Comedor en casa de OROZCO.

AUGUSTA, OROZCO, INFANTE, MALIBRÁN y VILLALONGA, sentados a la mesa, almorzando.

OROZCO.— ¿Pues qué quería ese terco de Federico? ¿Que viviendo Clotilde como vivía, fuese a pedir su mano un Hohenzollern o un Hapsburgo? Anoche le vi tan excitado, que no quise contradecirle por no aumentar su pena. Tuve con él la consideración de apoyar débilmente sus quejas; pero ahora que no está presente, declaro que no tiene razón.

AUGUSTA.— Creo lo mismo. Mil veces le hablé de su hermana, augurándole lo que ha pasado. Mal que nos pese, somos arrollados por... la ola democrática. ¿Qué tal la figura? Lo que hay es que nos gusta más verla reventar en la cabeza del vecino que en la propia.

MALIBRÁN.— Como figura del género balneario, no está mal. Eso lo aprendió usted este verano en Arcachón... Pues volviendo a Federico, opino que es un desequilibrado de marca mayor, aristócrata por las ideas y los gustos, sin los medios materiales de que toda idea necesita disponer para manifestarse dignamente. Absolutista por temperamento, reniega de verse gobernado por el parecer de la multitud, y su orgullo tropieza a cada instante con las garrulerías de la igualdad.

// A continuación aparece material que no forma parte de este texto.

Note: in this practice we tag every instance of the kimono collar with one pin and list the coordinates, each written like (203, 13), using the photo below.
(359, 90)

Es una contradicción viva, una antítesis...

AUGUSTA.— ¡Jesús de mi vida, qué sabios venimos hoy!

MALIBRÁN.— Quiero decir que por efecto de esa radical contradicción entre la época y el hombre, todos los actos de este resultarán incongruentes, no dará un paso que no sea un tropezón, y será al fin envuelto por la ola de que antes nos hablaba usted, ya que no se decide a sortearla, como hacemos los demás.

INFANTE.— Pues yo, sin meterme en filosofías, voy a dar noticias concretas. Esta mañana se presentó en mi casa el trovador de Clotilde.

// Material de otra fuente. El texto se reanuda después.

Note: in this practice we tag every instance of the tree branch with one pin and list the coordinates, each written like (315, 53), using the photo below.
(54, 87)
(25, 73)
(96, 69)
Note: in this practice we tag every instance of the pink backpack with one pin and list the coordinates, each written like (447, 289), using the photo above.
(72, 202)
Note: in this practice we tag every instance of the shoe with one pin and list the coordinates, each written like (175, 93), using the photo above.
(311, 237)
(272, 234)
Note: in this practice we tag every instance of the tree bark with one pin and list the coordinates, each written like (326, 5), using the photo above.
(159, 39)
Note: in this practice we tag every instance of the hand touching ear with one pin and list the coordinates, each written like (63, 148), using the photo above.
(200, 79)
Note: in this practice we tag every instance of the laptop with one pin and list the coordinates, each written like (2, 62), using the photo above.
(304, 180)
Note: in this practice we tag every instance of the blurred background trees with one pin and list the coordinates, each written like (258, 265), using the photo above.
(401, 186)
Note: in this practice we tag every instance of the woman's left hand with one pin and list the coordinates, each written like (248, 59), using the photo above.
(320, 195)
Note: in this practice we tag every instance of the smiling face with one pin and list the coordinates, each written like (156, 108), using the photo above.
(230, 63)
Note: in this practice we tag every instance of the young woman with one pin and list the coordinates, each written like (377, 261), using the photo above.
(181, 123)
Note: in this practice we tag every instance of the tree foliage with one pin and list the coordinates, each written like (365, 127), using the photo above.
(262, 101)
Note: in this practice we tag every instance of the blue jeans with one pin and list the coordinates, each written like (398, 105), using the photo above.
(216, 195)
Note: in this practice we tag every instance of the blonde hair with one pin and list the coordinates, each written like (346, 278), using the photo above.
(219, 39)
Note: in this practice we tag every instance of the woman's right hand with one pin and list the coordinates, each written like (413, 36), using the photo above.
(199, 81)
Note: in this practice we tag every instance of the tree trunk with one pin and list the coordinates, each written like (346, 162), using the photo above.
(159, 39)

AUGUSTA.— (con viveza.) ¿Y cómo es?

OROZCO.— Según me han dicho, atrevidillo, y no peca de corto.

INFANTE.— Simpático; pero muy simpático, y parece despejadísimo. En cuatro palabras me ha contado su historia. Es huérfano, tiene veintitrés arios, y desde los dieciséis se bandea solo. Es sobrino de un tal Santana, tendero en la calle de Lope de Vega, y de otro en la Plaza Mayor, que le llaman Jáuregui, y de otro cuyo nombre y señas no recuerdo. En fin, que cuenta media docena de tíos, detallistas de comestibles. Sabe al dedillo la partida doble, y escribe cartas comerciales en francés; tiene título de perito mercantil, y se ganó un premio de Economía política.

AUGUSTA.— (con animación.) ¡Ángel de Dios!... Señores, es preciso que le protejamos entre todos.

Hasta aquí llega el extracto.